Does Reflection Have a Place on a Law Degree?
You’re probably wondering, what is reflection and is it something that’s important to my law degree? Emma Jones, senior lecturer in law and member of the Open Justice team at the Open University, has the answers.
As you progress through your legal studies, you need to develop your reflective skills to enable you to understand your learning style, learn from your mistakes and work out how to improve in future. If you go on to life in the legal profession, you will also be expected to be a reflective practitioner. In fact, for solicitors and barristers in England and Wales that’s what their Continuing Professional Development requirements are based on! This article explains what reflection is and how you can use it in your legal studies
What is reflection?
Some people (such as Donald Schön) divide reflection into two types – reflection in action and reflection on action. Reflection-in-action is something that happens while you are engaged in a task. For example, if you are taking part in a seminar, realise you aren’t properly prepared, and decide to make a note of the articles other students are referring to for reading later. Reflection-on-action is something that takes place after the event. For example, when you get home after the seminar you might start to think about why you weren’t properly prepared and decide to start to plan your time to fit in a trip to the library before the next session. You might find you do reflection in action automatically, as issues arise, but reflection on action can be harder to master.
Why does reflection matter in legal studies?

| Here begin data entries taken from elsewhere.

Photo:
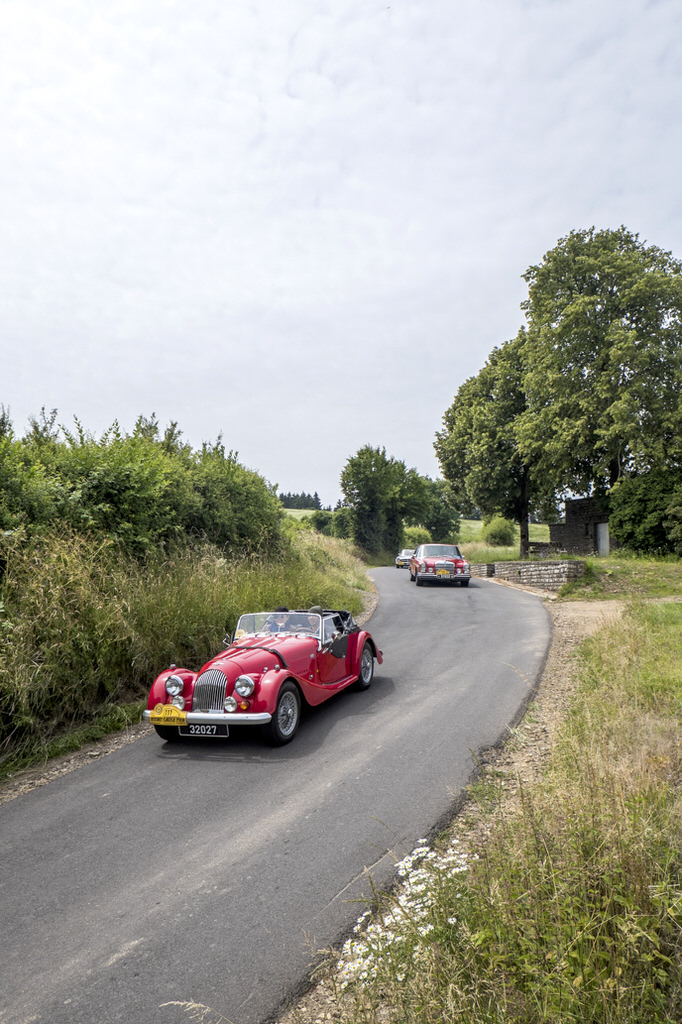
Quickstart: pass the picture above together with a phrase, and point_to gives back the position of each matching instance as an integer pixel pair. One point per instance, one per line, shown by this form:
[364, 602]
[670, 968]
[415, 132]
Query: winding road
[212, 871]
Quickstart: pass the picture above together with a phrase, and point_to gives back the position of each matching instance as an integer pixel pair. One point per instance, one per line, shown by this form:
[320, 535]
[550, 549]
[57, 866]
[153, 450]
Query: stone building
[585, 529]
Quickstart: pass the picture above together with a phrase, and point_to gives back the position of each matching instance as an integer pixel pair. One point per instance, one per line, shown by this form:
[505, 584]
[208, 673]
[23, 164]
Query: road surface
[213, 870]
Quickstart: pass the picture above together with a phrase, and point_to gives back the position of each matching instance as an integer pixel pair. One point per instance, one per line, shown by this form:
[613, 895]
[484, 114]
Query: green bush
[85, 626]
[414, 536]
[499, 532]
[646, 512]
[140, 489]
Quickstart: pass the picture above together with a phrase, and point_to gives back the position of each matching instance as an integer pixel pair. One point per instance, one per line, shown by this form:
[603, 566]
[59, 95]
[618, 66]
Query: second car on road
[439, 563]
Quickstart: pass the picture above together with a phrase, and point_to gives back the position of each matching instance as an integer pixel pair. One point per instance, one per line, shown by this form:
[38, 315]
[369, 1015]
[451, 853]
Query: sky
[302, 224]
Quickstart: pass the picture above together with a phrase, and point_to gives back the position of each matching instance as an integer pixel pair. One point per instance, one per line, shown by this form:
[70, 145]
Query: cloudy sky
[302, 223]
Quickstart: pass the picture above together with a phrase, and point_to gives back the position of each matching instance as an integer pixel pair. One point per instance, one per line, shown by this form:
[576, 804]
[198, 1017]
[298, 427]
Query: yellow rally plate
[168, 715]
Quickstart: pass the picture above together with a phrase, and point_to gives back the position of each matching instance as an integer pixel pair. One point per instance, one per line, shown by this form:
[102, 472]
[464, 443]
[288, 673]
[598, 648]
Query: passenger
[314, 617]
[278, 622]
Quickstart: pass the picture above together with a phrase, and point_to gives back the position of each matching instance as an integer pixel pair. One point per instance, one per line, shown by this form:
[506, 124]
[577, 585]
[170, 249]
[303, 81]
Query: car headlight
[245, 686]
[174, 686]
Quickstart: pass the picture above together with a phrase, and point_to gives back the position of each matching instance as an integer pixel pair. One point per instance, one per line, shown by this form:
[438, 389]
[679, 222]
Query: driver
[278, 622]
[314, 615]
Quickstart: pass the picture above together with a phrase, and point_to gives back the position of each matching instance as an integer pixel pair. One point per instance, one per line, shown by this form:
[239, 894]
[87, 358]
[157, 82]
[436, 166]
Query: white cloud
[308, 217]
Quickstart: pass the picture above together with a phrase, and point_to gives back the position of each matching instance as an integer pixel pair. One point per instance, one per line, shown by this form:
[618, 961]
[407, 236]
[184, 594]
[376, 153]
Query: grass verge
[84, 629]
[571, 908]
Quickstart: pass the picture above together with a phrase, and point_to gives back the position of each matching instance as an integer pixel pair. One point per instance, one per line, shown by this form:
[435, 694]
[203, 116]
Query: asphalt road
[213, 870]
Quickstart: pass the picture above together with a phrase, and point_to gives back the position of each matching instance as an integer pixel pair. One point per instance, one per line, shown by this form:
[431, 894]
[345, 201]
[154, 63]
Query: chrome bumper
[211, 718]
[449, 576]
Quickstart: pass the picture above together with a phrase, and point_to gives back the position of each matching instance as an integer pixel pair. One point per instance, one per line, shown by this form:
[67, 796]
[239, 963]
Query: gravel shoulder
[520, 760]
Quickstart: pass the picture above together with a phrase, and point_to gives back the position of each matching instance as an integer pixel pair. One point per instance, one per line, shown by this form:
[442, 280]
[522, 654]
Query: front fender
[268, 688]
[364, 638]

If you just jump from one task to the next without pausing to think, the likelihood is you will keep making the same mistakes. You might be able to think on your feet and get through problems as they arise, but you won’t really have learnt from the situation. Reflection on action is the step you need to take to make sure you can change your behaviour in future and achieve better results. In the seminar example above, changing your study plans to build in more library time could help you to establish a more effective way of study that helps you to do your work more effectively and contribute better in sessions. It could even help you to understand that you are the sort of person who tends to leave things to the last minute (a very common trait) and to think of ways to combat that.
How do I make sure I am being a reflective student?

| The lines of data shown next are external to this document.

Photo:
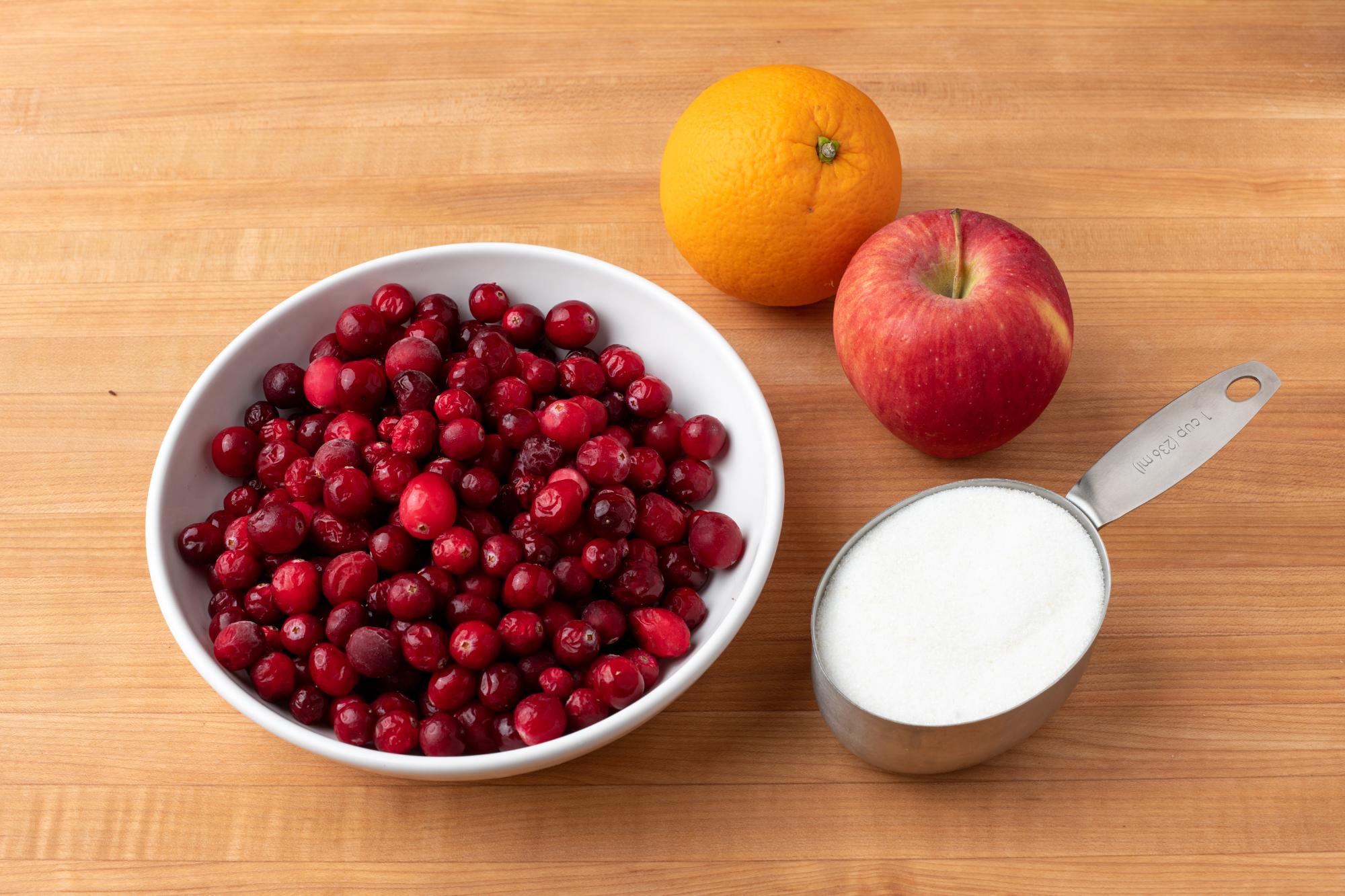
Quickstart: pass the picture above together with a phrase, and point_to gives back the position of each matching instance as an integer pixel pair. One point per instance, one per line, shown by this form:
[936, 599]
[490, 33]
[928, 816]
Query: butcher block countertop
[169, 171]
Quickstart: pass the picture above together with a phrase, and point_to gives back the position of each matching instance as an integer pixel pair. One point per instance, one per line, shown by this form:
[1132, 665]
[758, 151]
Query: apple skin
[954, 377]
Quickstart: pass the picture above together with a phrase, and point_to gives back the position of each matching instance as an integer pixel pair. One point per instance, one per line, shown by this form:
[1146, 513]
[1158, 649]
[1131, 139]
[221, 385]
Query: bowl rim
[489, 764]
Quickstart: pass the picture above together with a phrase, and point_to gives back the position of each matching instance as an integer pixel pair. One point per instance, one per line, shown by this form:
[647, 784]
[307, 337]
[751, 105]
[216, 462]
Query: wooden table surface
[171, 170]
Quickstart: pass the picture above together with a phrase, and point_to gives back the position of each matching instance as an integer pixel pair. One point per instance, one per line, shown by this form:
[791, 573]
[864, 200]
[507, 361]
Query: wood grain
[169, 171]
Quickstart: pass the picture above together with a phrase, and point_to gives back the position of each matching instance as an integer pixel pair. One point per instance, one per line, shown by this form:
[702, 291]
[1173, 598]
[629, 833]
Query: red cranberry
[584, 708]
[301, 634]
[648, 470]
[528, 585]
[601, 559]
[240, 645]
[571, 325]
[617, 681]
[353, 721]
[649, 397]
[457, 551]
[451, 688]
[428, 506]
[475, 645]
[539, 719]
[344, 619]
[235, 451]
[716, 540]
[566, 423]
[501, 686]
[237, 569]
[322, 381]
[361, 330]
[680, 567]
[426, 646]
[648, 663]
[576, 643]
[638, 585]
[410, 598]
[523, 325]
[309, 705]
[613, 512]
[201, 544]
[523, 633]
[440, 735]
[661, 631]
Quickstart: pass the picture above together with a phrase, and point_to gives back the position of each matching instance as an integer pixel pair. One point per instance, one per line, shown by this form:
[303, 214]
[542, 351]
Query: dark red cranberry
[716, 540]
[617, 681]
[584, 708]
[440, 735]
[235, 451]
[571, 325]
[353, 721]
[201, 544]
[528, 585]
[309, 705]
[361, 330]
[649, 397]
[475, 645]
[426, 646]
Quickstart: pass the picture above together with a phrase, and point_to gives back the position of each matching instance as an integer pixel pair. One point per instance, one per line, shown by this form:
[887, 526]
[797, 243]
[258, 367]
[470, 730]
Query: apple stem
[957, 268]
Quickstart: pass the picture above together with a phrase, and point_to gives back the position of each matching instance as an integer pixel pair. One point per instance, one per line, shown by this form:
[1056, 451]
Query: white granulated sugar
[961, 606]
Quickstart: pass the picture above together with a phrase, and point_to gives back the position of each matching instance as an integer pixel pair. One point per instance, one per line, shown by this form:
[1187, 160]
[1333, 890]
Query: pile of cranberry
[463, 537]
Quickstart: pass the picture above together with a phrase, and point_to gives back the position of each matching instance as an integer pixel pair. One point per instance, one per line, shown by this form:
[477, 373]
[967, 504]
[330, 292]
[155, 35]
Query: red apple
[956, 329]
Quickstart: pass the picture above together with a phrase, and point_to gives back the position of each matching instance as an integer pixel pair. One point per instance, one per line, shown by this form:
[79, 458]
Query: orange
[774, 177]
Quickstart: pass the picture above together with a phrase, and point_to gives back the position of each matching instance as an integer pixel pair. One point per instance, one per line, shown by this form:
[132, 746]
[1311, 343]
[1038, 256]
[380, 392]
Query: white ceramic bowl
[705, 373]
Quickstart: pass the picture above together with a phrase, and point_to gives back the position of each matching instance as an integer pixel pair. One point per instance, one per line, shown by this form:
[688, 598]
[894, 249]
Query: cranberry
[540, 717]
[240, 645]
[716, 541]
[475, 645]
[638, 585]
[584, 708]
[410, 598]
[361, 330]
[301, 634]
[426, 646]
[571, 325]
[523, 633]
[235, 451]
[440, 735]
[649, 397]
[680, 567]
[451, 688]
[322, 386]
[237, 569]
[284, 385]
[566, 423]
[501, 686]
[613, 512]
[353, 721]
[309, 705]
[457, 551]
[646, 662]
[274, 677]
[528, 585]
[601, 559]
[428, 506]
[660, 521]
[661, 631]
[344, 619]
[617, 681]
[576, 643]
[201, 544]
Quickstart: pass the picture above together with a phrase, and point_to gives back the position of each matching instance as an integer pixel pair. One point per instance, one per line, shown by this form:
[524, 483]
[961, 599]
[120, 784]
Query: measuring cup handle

Build time into your daily routine to pause and think about how things have gone. For example, you could take 5 minutes before you go to bed each night, or perhaps plan in 30 minutes each Friday afternoon to think back over the week. Some people find it really helpful to keep a reflective journal, writing down their thoughts on different experiences and issues that have arisen. Even if you don’t fancy writing a lot, noting down a few bullet points and lists can be a really useful reminder to look back on in future. You can ask yourself questions such as:
- What went well and why?
- What didn’t go well and why?
- How did my response influence what happened?
- How can I change things in future?
It can also be really helpful to speak to people around you – maybe a friend, family member or even a tutor, and get their thoughts on the situation. They can help you look at things from a different perspective, or simply get your own thoughts in order.
Everyone has the ability to reflect, but in reality it can be hard to keep it up. This is particularly the case when things get very busy, deadlines are looming and time is short. In fact, these are the times when you need reflection more than ever, to help you think about how you are dealing with the challenges you are facing. Get into a good routine and keep persevering and it will provide you with valuable insights into your study journey.